Practice defining bijections since a major way of counting a set is
to show that it is bijectively related to a set we already know how
to count. We end with some recurrence relations and an introduction
to elementary probability. Linguistic applications: measuring the
strength of constraints. For example extensional adjectives are
restricting: Adj+N is a subset of N. How many maps from sets to sets
are restricting? How many Det denotations satisfy the conservativity
condition? How many are intersective?
Weeks 4 - 6:
- Probability spaces: definitions and basic laws;
- Bayesian statistics;
- Basic probability distributions
- Random variables; expectation, variance.
This will enable us to first of all set up the tools for
statistical investigation in the first place: the probability spaces,
and how they are related to a particular problem at hand. Once this
is set up we can ask: what is the likelihood of a random letter (or
a random sound) being equal to "e" or "r"? What is the likelihood that
"e" follows "p"? And so on. Since the probability of e is obtained
by dividing the number of overall cases divided by number of cases
in which e takes place, the counting techniques developed in Weeks
1 - 3 will be put to immediate use.
Week 7:
Parameter estimation (e.g. maximum likelihood). Once we have decided
on particular type of model there are various parameters to fix.

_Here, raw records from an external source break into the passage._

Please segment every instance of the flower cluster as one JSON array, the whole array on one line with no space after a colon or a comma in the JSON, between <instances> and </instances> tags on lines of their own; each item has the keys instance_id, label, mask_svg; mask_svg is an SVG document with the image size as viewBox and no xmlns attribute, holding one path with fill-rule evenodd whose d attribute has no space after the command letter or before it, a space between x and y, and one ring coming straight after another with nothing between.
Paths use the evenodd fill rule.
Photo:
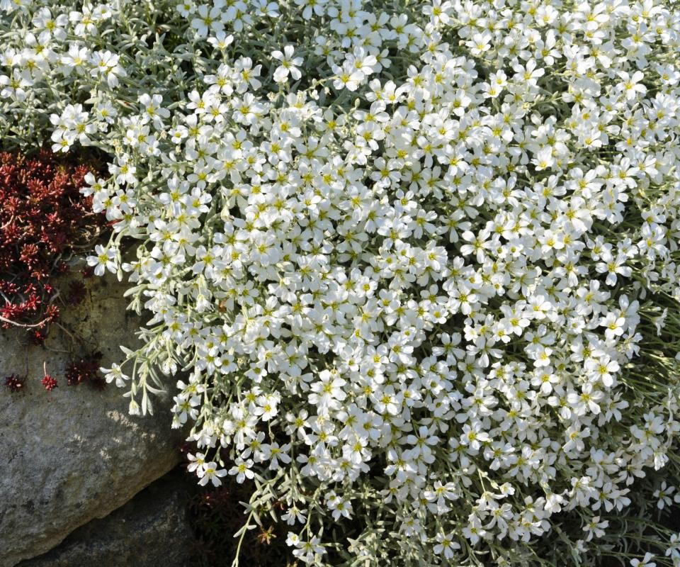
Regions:
<instances>
[{"instance_id":1,"label":"flower cluster","mask_svg":"<svg viewBox=\"0 0 680 567\"><path fill-rule=\"evenodd\" d=\"M60 314L52 278L68 271L74 249L103 225L79 193L89 175L86 166L62 164L49 152L0 154L0 323L25 327L38 342Z\"/></svg>"},{"instance_id":2,"label":"flower cluster","mask_svg":"<svg viewBox=\"0 0 680 567\"><path fill-rule=\"evenodd\" d=\"M176 382L300 561L589 565L670 505L674 3L1 6L6 139L111 157L89 263L151 315L107 381ZM680 565L657 533L619 556Z\"/></svg>"}]
</instances>

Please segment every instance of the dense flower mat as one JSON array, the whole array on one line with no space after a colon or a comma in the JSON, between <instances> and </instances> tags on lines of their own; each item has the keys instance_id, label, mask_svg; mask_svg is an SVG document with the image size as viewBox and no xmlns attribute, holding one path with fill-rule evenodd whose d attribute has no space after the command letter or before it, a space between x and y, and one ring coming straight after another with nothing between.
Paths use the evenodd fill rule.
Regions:
<instances>
[{"instance_id":1,"label":"dense flower mat","mask_svg":"<svg viewBox=\"0 0 680 567\"><path fill-rule=\"evenodd\" d=\"M89 262L148 320L108 378L176 383L251 525L316 565L680 565L675 2L0 10L4 143L110 157Z\"/></svg>"}]
</instances>

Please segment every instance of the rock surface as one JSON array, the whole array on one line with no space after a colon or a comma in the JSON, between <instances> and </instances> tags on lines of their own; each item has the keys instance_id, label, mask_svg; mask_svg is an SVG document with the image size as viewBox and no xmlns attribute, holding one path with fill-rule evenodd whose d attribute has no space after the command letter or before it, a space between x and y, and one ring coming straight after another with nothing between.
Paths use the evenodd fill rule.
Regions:
<instances>
[{"instance_id":1,"label":"rock surface","mask_svg":"<svg viewBox=\"0 0 680 567\"><path fill-rule=\"evenodd\" d=\"M57 547L17 567L186 567L193 535L186 473L173 471L103 520L78 528Z\"/></svg>"},{"instance_id":2,"label":"rock surface","mask_svg":"<svg viewBox=\"0 0 680 567\"><path fill-rule=\"evenodd\" d=\"M98 349L110 366L122 357L119 345L134 347L140 320L125 311L124 288L113 278L93 279L86 301L64 313L73 337L53 328L46 348L27 347L18 330L0 330L0 378L27 377L19 392L0 383L0 567L51 549L179 461L183 435L170 428L169 400L155 400L153 417L133 417L113 384L66 384L67 351ZM43 361L59 382L51 392L40 383Z\"/></svg>"}]
</instances>

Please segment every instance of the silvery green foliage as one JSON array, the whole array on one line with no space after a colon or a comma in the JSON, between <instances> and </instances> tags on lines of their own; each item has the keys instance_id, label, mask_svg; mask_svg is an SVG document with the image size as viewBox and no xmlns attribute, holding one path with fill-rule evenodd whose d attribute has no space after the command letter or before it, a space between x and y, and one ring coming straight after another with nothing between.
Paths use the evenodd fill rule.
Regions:
<instances>
[{"instance_id":1,"label":"silvery green foliage","mask_svg":"<svg viewBox=\"0 0 680 567\"><path fill-rule=\"evenodd\" d=\"M109 381L185 373L190 470L300 560L590 565L678 502L674 2L0 9L6 142L111 156ZM654 529L620 556L680 565Z\"/></svg>"}]
</instances>

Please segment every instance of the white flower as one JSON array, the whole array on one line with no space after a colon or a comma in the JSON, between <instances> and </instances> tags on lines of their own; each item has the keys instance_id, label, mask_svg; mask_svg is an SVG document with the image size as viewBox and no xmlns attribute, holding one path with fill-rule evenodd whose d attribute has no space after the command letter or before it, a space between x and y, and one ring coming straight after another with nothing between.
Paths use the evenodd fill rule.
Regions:
<instances>
[{"instance_id":1,"label":"white flower","mask_svg":"<svg viewBox=\"0 0 680 567\"><path fill-rule=\"evenodd\" d=\"M222 484L220 478L227 475L227 471L224 468L217 468L217 464L214 461L204 463L196 469L196 472L200 479L198 481L198 484L201 486L205 486L208 482L212 482L213 486L219 486Z\"/></svg>"},{"instance_id":2,"label":"white flower","mask_svg":"<svg viewBox=\"0 0 680 567\"><path fill-rule=\"evenodd\" d=\"M96 276L103 276L105 271L115 272L116 251L114 248L107 248L97 245L94 248L96 255L87 257L87 265L94 267Z\"/></svg>"},{"instance_id":3,"label":"white flower","mask_svg":"<svg viewBox=\"0 0 680 567\"><path fill-rule=\"evenodd\" d=\"M302 64L302 58L294 57L294 52L295 48L293 45L286 45L283 52L278 50L271 52L271 57L281 62L281 64L274 70L273 78L277 83L285 83L288 81L289 73L294 81L298 80L302 76L298 68Z\"/></svg>"}]
</instances>

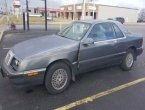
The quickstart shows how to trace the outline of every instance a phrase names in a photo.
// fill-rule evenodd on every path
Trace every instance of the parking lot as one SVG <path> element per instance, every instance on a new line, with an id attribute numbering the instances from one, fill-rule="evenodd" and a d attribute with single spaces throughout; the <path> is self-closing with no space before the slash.
<path id="1" fill-rule="evenodd" d="M 130 24 L 127 27 L 145 37 L 145 25 Z M 0 63 L 16 43 L 57 31 L 7 34 L 0 48 Z M 0 110 L 52 110 L 60 107 L 73 110 L 145 110 L 144 78 L 145 52 L 138 57 L 131 71 L 124 72 L 116 66 L 85 73 L 77 76 L 66 91 L 57 95 L 49 95 L 43 85 L 14 87 L 8 79 L 0 77 Z M 121 89 L 120 85 L 124 88 Z"/>

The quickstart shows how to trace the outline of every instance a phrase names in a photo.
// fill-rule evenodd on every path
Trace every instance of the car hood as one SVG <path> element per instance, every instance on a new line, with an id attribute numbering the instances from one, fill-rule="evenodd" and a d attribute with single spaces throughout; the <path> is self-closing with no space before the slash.
<path id="1" fill-rule="evenodd" d="M 56 52 L 70 50 L 77 44 L 78 41 L 58 35 L 48 35 L 18 43 L 12 48 L 12 51 L 17 57 L 25 59 L 34 55 L 44 54 L 44 52 L 55 51 L 55 54 L 57 54 Z"/>

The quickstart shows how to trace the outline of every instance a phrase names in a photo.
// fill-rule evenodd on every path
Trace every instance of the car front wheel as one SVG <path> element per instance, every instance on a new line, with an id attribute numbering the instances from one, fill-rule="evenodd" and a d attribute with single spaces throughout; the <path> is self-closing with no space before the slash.
<path id="1" fill-rule="evenodd" d="M 45 87 L 50 94 L 58 94 L 68 87 L 70 79 L 71 72 L 68 65 L 57 62 L 46 73 Z"/>
<path id="2" fill-rule="evenodd" d="M 133 63 L 134 63 L 134 51 L 133 50 L 128 50 L 125 56 L 123 57 L 121 68 L 124 71 L 128 71 L 132 68 Z"/>

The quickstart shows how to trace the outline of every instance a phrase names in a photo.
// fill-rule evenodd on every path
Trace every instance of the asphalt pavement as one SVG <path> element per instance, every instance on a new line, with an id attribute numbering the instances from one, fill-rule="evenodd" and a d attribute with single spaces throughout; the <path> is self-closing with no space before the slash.
<path id="1" fill-rule="evenodd" d="M 129 30 L 143 34 L 145 25 L 127 25 Z M 30 31 L 7 34 L 2 42 L 0 63 L 7 51 L 16 43 L 31 38 L 58 32 L 58 28 L 49 31 Z M 144 45 L 145 47 L 145 41 Z M 26 47 L 27 48 L 27 47 Z M 99 94 L 103 91 L 124 85 L 145 77 L 145 52 L 135 61 L 131 71 L 124 72 L 119 67 L 109 67 L 83 75 L 71 82 L 69 88 L 61 94 L 49 95 L 43 85 L 18 88 L 8 79 L 0 77 L 0 110 L 52 110 L 72 102 Z M 93 101 L 75 105 L 73 110 L 145 110 L 145 82 L 102 96 Z"/>

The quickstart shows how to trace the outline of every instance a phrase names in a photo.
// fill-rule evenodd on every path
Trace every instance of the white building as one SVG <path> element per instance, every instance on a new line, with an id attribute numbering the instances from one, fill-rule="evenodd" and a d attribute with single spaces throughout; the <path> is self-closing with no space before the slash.
<path id="1" fill-rule="evenodd" d="M 75 7 L 75 9 L 74 9 Z M 75 12 L 74 12 L 75 10 Z M 83 4 L 72 4 L 60 7 L 60 16 L 66 19 L 76 20 L 82 17 Z M 118 6 L 108 6 L 93 3 L 85 3 L 85 18 L 108 19 L 123 17 L 126 22 L 136 22 L 138 19 L 138 9 Z"/>

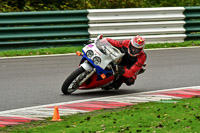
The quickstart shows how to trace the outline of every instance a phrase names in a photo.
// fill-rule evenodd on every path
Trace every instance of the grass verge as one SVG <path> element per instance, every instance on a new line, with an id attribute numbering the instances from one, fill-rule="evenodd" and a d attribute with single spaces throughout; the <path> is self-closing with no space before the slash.
<path id="1" fill-rule="evenodd" d="M 146 45 L 145 48 L 152 49 L 152 48 L 189 47 L 189 46 L 200 46 L 200 41 L 185 41 L 182 43 L 148 44 Z M 78 50 L 81 51 L 81 49 L 82 49 L 82 46 L 28 49 L 28 50 L 9 50 L 9 51 L 0 51 L 0 57 L 66 54 L 66 53 L 75 53 Z"/>
<path id="2" fill-rule="evenodd" d="M 176 102 L 149 102 L 127 108 L 100 110 L 20 126 L 0 128 L 13 133 L 197 133 L 200 131 L 200 98 Z"/>

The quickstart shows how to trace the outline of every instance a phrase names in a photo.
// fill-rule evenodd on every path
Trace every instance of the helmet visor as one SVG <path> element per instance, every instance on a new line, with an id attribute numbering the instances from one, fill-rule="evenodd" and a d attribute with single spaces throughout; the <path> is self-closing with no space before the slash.
<path id="1" fill-rule="evenodd" d="M 136 48 L 132 44 L 129 44 L 129 50 L 130 50 L 130 54 L 132 54 L 132 56 L 135 56 L 142 51 L 142 49 Z"/>

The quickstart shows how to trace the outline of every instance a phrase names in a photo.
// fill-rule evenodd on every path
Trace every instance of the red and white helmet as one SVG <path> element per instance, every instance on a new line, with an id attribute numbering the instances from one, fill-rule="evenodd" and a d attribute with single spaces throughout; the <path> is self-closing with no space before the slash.
<path id="1" fill-rule="evenodd" d="M 138 56 L 145 47 L 145 39 L 137 35 L 131 39 L 128 52 L 131 56 Z"/>

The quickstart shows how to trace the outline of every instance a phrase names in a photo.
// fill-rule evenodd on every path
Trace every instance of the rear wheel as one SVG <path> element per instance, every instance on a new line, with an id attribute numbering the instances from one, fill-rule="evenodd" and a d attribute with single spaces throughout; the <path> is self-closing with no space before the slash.
<path id="1" fill-rule="evenodd" d="M 61 88 L 65 95 L 71 94 L 78 89 L 80 81 L 84 78 L 84 72 L 85 70 L 79 67 L 67 77 Z"/>

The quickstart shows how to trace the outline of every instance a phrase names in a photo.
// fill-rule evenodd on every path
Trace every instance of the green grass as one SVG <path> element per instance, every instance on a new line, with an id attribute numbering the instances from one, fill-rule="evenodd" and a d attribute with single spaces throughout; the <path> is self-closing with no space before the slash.
<path id="1" fill-rule="evenodd" d="M 177 101 L 177 100 L 176 100 Z M 13 133 L 198 133 L 200 98 L 141 103 L 127 108 L 94 111 L 0 128 Z"/>
<path id="2" fill-rule="evenodd" d="M 152 48 L 189 47 L 189 46 L 200 46 L 200 41 L 185 41 L 182 43 L 147 44 L 145 48 L 152 49 Z M 78 50 L 81 51 L 81 49 L 82 46 L 28 49 L 28 50 L 9 50 L 9 51 L 0 51 L 0 57 L 66 54 L 66 53 L 75 53 Z"/>

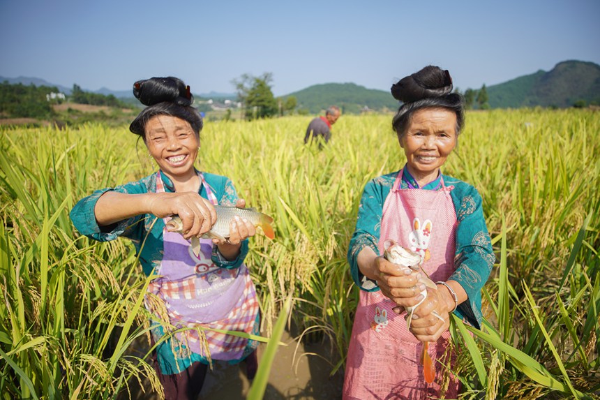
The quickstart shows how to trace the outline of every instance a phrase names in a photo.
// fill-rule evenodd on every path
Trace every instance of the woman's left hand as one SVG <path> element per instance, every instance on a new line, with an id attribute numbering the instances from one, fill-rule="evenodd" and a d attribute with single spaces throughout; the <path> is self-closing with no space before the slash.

For example, a Markov model for the letter sequences (or other
applications) require fixing the transition probabilities. But
how do we get them in the first place? This is a very important
issue, as there are theoretically reliable methods which often are
impractical, so compromises have to be found (whose validity is
once again dependent on statistical facts).
Week 8:
Hypothesis testing (t-test; chi-square test). Also, once everything is
in place and we have two competing hypotheses A and B concerning
our data, which one fits better? Again, various methods of testing
have been proposed, all with their own merits and drawbacks.
Weeks 9 & 10:
Markov and hidden Markov models; the ergodic theorem (behavior in the
limit). Markov models play an important role eg in speech recognition
and tagging. They rely on predicting the future from the present,
without any memory of the past. The ergodic theorem states that in
the limit in almost all cases whatever the initial probability
distribution is, in the limit the probability distribution is that
of the single ergodic state. This allows to extract from the model
the probability of occurrence of individual states.